In an Offer of Proof filed by Assistant U.S. Attorney Cyndee Peterson, the government stated that if the case had proceeded to trial, the government would have proven that an invitation-only online bulletin board, referred to as Dark Moon, was created in 2011. It allowed members to advertise and exchange images of child pornography. In early 2012, Woods became an active member of the bulletin board and continued to be an active member in a more advanced role until April 2013. Woods made posts in the advanced member section of the board, which included URL links and preview images of child pornography. Woods also requested child pornography from other members of the Dark Moon and responded to and commented on child pornography posts made by other members. Law enforcement analysis of Woods’ digital and other devices revealed that he used hard drives, a computer, Woods’ digital devices and other evidence, which revealed that he used multiple hard drives and a computer, in commission of the crime. Woods was ordered to forfeit those items at the sentencing.
This case was initiated under the Department of Justice’s Project Safe Childhood initiative which was launched in 2006 to combat the proliferation of technology-facilitated crimes involving the sexual exploitation of children. Through a network of federal, state and local law enforcement agencies and advocacy organizations, Project Safe Childhood attempts to protect children by investigating and prosecuting offenders involved in child sexual exploitation.

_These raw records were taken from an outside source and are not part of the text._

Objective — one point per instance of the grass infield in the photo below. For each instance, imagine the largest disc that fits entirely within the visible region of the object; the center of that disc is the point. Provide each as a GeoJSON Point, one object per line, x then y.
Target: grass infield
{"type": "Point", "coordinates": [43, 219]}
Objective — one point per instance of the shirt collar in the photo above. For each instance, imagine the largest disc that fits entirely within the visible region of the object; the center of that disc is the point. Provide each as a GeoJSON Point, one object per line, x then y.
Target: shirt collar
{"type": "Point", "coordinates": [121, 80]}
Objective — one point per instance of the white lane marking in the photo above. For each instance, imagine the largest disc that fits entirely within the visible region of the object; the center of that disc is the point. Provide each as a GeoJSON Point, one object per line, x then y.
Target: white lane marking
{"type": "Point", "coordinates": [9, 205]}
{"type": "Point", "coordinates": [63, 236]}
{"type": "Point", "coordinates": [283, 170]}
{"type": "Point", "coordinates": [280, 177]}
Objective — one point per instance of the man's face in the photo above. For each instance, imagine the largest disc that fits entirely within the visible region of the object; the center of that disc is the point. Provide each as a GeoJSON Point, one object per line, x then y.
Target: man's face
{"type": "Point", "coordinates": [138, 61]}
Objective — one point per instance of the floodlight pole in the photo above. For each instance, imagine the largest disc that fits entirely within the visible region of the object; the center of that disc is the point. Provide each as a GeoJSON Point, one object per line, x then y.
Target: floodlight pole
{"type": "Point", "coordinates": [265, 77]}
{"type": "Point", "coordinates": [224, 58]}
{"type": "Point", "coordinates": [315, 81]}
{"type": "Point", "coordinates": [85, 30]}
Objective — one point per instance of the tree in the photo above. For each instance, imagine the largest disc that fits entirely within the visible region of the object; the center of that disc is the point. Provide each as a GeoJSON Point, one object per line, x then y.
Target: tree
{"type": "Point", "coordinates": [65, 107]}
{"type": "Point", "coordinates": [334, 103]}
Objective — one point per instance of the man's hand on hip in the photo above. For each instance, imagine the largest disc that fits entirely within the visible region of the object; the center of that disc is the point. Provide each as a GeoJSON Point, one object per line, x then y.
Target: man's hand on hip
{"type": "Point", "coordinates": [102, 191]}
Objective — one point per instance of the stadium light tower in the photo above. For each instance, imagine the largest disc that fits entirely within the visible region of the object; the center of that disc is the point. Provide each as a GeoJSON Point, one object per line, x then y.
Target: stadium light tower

It is implemented through partnerships including the Montana Internet Crimes Against Children (ICAC) Task Force. The ICAC Task Force Program was created to assist state and local law enforcement agencies by enhancing their investigative response to technology facilitated crimes against children. Investigative agencies in the case include the FBI, Homeland Security Investigations and Montana Division of Criminal Investigation.
Assistant U.S. Attorney Cyndee Peterson prosecuted this case along with Maureen Cain, of the Department of Justice Child Exploitation & Obscenity Section. Because there is no parole in the federal system, Woods will have to serve at least 85 percent of his sentence before he is released from prison.